I'm living my dream.

I wrap up my interactive PowerPoint with a smile and request for questions. A paisley blouse-covered arm shoots up in the first row.

"Yes, go ahead," I say.

"Hi. Brittany Salinger, office manager for Haven Hill Animal Shelter. How do you appear natural on camera while you're streaming?" Brittany shifts in her chair. "I always look awkward when I try to make videos."

The real answer is outtakes, outtakes, and more outtakes. The first recordings of my vlogs never make it to my official page. The second usually don't either.

Divulging such a secret to Brittany Salinger and her fellow audience members, however, isn't an option. My entire brand is being authentic, giggly, and carefree. Authentic, giggly, carefree bloggers don't redo every video until they're satisfied with their appearances.

"Lots and lots of practice," I answer. In a way, outtakes are practice, so I'm not being entirely untruthful. "I always do a dry run or two before I start recording. When I first started vlogging, I pretended I was speaking to a friend. That helped me warm up to being recorded."

Brittany thanks me while scribbling something onto a notepad. I glance around at the sea of forty attendees, all perched in rows of beige folding chairs.

"Any other questions?" I ask the silent room. Five long seconds pass before I conclude, "Alright. Feel free to head out to your next session. Thanks for stopping by."

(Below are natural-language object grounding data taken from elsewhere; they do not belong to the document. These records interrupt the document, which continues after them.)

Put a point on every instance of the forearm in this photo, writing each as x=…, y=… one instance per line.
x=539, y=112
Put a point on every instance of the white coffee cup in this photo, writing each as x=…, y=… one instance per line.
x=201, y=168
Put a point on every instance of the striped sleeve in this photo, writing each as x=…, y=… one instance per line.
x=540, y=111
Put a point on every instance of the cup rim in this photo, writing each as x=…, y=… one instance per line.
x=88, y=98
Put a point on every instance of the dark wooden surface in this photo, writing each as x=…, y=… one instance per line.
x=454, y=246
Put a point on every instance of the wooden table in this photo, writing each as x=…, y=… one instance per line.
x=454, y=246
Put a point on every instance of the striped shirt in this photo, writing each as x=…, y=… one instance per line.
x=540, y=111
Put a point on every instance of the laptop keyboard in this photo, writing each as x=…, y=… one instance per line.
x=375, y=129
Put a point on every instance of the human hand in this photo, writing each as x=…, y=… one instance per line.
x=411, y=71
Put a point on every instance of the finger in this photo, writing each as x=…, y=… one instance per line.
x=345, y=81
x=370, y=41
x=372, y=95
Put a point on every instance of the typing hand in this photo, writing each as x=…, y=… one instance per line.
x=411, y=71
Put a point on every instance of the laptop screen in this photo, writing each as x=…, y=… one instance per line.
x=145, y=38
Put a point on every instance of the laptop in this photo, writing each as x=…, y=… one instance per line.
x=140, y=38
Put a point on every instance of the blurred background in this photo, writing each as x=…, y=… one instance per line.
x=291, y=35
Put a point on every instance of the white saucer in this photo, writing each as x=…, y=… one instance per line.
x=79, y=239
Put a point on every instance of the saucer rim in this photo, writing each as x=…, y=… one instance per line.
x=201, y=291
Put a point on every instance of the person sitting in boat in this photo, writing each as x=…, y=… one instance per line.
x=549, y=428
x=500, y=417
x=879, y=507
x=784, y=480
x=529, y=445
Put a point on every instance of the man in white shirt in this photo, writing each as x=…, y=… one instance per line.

As soon as the last straggler exits the hotel conference room, I plop onto the seat Brittany Salinger vacated, exhausted. Five fifteen-minute spiels don't sound like grueling tasks until you're faking a smile in stiff heels for the fourteenth straight minute. Relieved to be done, I swap my pumps for flip-flops, tuck my tablet and souvenir pen into my tote, and buy a bus ticket on the NJ Transit app.

It's time to go home.

Technically, the newly renovated house on Cedar Avenue isn't home anymore, but in the past year and a half, it's started to feel that way. I have Adrienne, my little sister, to thank for the change. She's an eighteen-month-old wild child who exclusively refers to me as Sissy, and I love her with every piece of my heart.

Two summers ago, when Mom dropped the I'm-having-a-baby news, my world shattered. For the first twenty years of my life, my mother was aloof at best and neglectful at worst. Seemingly overnight, she took on a doting mama role. I couldn't help but resent Mom, her new partner Austin, and their do-over baby, wondering how she could favor unborn Adrienne over her existing daughter. To cope, I kept Mom at an arm's length, even when she tried to make amends, too untrusting to accept her newfound love.

Then, on Christmas Eve, a water pipe exploded in my Boston apartment. I had three choices: Freeze to death on the Chestnut Hill sidewalk, spend thousands on a last-minute hotel room, or intrude on a perfect, nuclear family. After a couple glasses of wine, I decided on the third.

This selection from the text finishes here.